Among the public criticisms Twain’s adventure first encountered was its irreverence toward organized religion, a subject Twain misses no opportunity to detour toward or linger on. Preachers’ sermons here are always either tedious or filled with hypocrisy (as with the preacher who lectures the fully armed Grangerford and Shepardson families on brotherly love). Twain’s asides cast no doubt as to his feelings. In describing the pleasure hogs have in sleeping on the cool floorboards of the church, Twain writes, “if you notice, most folks don’t go to church only when they’ve got to; but a hog is different” (115).
Despite the black-and-white quality of Jim’s prophecy and the binary nature of Huck’s models, Huck must navigate a gray moral zone when he is on his own. It is there that he finds empathy and shared humanity with Jim. When he discovers it, he has no name for it, and thinks this shared humanity is just as likely evil as it is good.

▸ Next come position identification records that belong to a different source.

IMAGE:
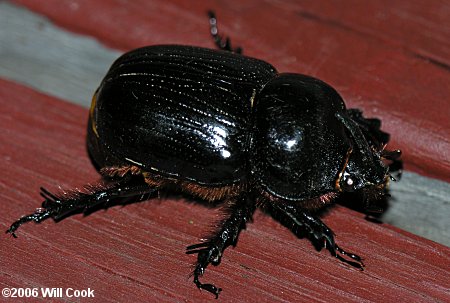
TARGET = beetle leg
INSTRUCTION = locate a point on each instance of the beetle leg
(222, 43)
(239, 212)
(61, 205)
(316, 229)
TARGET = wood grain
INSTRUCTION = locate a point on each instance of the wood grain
(136, 252)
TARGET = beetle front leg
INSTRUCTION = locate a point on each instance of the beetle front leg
(239, 213)
(59, 206)
(317, 230)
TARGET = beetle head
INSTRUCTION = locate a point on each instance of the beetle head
(363, 167)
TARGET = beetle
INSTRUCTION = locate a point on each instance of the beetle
(227, 128)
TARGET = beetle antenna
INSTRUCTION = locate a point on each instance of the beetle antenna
(221, 42)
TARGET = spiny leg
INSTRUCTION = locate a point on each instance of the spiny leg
(222, 43)
(60, 205)
(316, 229)
(239, 211)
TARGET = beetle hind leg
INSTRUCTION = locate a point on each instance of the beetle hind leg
(60, 205)
(319, 233)
(239, 212)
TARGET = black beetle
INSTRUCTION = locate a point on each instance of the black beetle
(225, 128)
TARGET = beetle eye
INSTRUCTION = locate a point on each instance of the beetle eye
(348, 182)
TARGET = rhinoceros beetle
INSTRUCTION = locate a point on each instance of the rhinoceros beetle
(226, 128)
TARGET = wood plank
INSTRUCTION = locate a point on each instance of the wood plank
(61, 63)
(402, 80)
(137, 252)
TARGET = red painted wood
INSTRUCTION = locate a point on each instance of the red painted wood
(390, 58)
(136, 252)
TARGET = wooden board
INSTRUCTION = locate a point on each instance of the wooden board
(136, 253)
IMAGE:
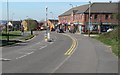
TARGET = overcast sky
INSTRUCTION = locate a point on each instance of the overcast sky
(22, 9)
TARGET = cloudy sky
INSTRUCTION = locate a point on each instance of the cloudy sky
(22, 9)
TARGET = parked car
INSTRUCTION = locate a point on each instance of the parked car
(60, 30)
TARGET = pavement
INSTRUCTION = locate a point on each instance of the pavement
(89, 56)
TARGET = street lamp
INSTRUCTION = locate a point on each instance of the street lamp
(71, 5)
(7, 32)
(52, 15)
(89, 18)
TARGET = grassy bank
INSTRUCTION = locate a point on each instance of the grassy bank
(111, 39)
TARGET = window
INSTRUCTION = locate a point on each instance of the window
(111, 16)
(95, 16)
(106, 17)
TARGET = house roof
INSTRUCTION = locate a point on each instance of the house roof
(53, 20)
(95, 8)
(103, 8)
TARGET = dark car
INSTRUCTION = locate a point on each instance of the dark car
(60, 31)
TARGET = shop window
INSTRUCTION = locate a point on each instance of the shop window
(95, 16)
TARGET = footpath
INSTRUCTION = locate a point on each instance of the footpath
(90, 56)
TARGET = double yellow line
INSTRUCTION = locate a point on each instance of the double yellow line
(73, 46)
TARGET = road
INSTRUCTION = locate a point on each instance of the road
(38, 56)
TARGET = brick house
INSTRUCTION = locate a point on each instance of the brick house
(102, 16)
(26, 24)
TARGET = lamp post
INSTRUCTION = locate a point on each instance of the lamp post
(53, 18)
(7, 32)
(89, 18)
(71, 5)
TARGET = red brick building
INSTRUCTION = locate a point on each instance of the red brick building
(103, 16)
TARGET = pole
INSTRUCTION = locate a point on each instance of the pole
(89, 18)
(7, 21)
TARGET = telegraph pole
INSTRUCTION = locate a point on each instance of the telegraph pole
(89, 18)
(7, 31)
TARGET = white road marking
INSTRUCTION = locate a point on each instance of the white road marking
(65, 58)
(21, 56)
(3, 59)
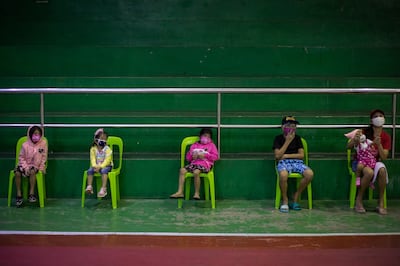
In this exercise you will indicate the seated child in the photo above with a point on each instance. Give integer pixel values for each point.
(32, 158)
(201, 157)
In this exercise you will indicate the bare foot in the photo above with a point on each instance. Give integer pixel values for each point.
(176, 195)
(359, 208)
(381, 211)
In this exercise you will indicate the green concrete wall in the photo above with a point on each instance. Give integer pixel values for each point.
(184, 43)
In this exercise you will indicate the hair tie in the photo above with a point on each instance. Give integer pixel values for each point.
(100, 130)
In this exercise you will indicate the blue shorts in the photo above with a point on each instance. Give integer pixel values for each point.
(292, 166)
(104, 170)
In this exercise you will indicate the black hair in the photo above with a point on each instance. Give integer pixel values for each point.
(33, 129)
(206, 131)
(94, 143)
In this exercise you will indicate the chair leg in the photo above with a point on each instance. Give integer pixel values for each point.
(353, 191)
(84, 188)
(113, 187)
(206, 188)
(212, 190)
(309, 190)
(277, 194)
(10, 185)
(40, 188)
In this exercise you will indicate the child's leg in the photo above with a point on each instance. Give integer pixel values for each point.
(283, 176)
(104, 179)
(18, 177)
(359, 170)
(179, 193)
(32, 182)
(197, 182)
(89, 187)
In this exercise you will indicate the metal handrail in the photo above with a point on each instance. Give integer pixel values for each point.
(218, 91)
(200, 90)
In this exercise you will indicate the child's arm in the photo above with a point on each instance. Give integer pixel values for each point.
(93, 157)
(189, 154)
(212, 154)
(42, 166)
(107, 160)
(21, 158)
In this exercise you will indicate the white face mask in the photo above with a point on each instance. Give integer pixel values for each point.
(378, 121)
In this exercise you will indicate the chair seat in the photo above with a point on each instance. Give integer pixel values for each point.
(209, 184)
(298, 176)
(113, 175)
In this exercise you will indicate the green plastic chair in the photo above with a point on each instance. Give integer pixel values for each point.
(353, 187)
(298, 177)
(113, 175)
(40, 178)
(209, 186)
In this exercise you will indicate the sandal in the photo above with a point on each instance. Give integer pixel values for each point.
(176, 196)
(89, 189)
(102, 193)
(295, 206)
(19, 201)
(360, 210)
(32, 198)
(284, 208)
(381, 211)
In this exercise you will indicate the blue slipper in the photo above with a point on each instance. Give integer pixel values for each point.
(295, 206)
(284, 208)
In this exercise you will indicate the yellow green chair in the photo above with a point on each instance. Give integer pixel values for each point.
(353, 187)
(40, 179)
(113, 175)
(209, 186)
(298, 177)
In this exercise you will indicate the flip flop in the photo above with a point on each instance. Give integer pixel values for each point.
(284, 208)
(175, 196)
(381, 211)
(295, 206)
(360, 210)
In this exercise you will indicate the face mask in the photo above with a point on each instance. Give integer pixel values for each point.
(101, 142)
(36, 137)
(378, 121)
(288, 130)
(205, 140)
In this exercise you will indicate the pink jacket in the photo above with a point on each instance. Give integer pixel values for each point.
(33, 154)
(210, 156)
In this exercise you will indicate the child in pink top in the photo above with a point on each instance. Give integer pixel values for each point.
(201, 157)
(32, 158)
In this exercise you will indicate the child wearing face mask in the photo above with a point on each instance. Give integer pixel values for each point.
(289, 154)
(100, 161)
(201, 157)
(381, 143)
(32, 158)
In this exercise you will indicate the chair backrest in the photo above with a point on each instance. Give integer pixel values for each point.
(185, 143)
(305, 148)
(21, 141)
(116, 141)
(349, 159)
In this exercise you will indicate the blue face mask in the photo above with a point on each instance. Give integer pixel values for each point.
(101, 142)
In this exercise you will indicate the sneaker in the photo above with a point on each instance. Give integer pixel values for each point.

A modern reader is first inclined to think of the theme of freedom in Huckleberry Finn as being exclusively about the economic and political freedom of Jim in his flight away from slavery. Indeed, Jim’s plight is the bedrock upon which Twain considers the subject, since Jim is the most abject main character in the novel in relation to his own agency. Yet as Twain reminds us, things can always get worse. The unnamed slaves who are sold away from the Wilks family do not escape the fate Jim is running from; they are sold downriver from their relatively comfortable positions to presumably far worse conditions. A hierarchy of freedom is thus established up and down the social chain, both beneath Jim and above him, with each rung upward presenting as many new choices as it does problems.
Huck’s freedom is compromised by his age and by his social condition. He is a homeless White boy raised to take care of himself. One would think that an infusion of $6,000—a small fortune—and adoption by wealthy sisters would make a big change in such a boy’s outlook regarding his freedom. Yet Huck has no sense of the value of his money except as a lure for greedy adults like his father, and as such, he tries to give it away at the first sign of pap’s approach. Likewise, he never feels less free than in the widow Douglas’s home, and he revels in the “jolly” atmosphere of being kidnapped and occasionally beaten by his father. Further up the ladder of freedom, wealthy men battle one another over small slights long forgotten or find their inheritances buried with them in a chain of scams and secrecy. In this very cynical point of view (one that, perhaps, explains the pervasiveness of slavery’s legacy in the minds of even its skeptics), there is no freedom, just service to different masters.
In Twain’s view, freedom is a situational and lonesome affair best enjoyed far away from other people, on a raft floating downstream.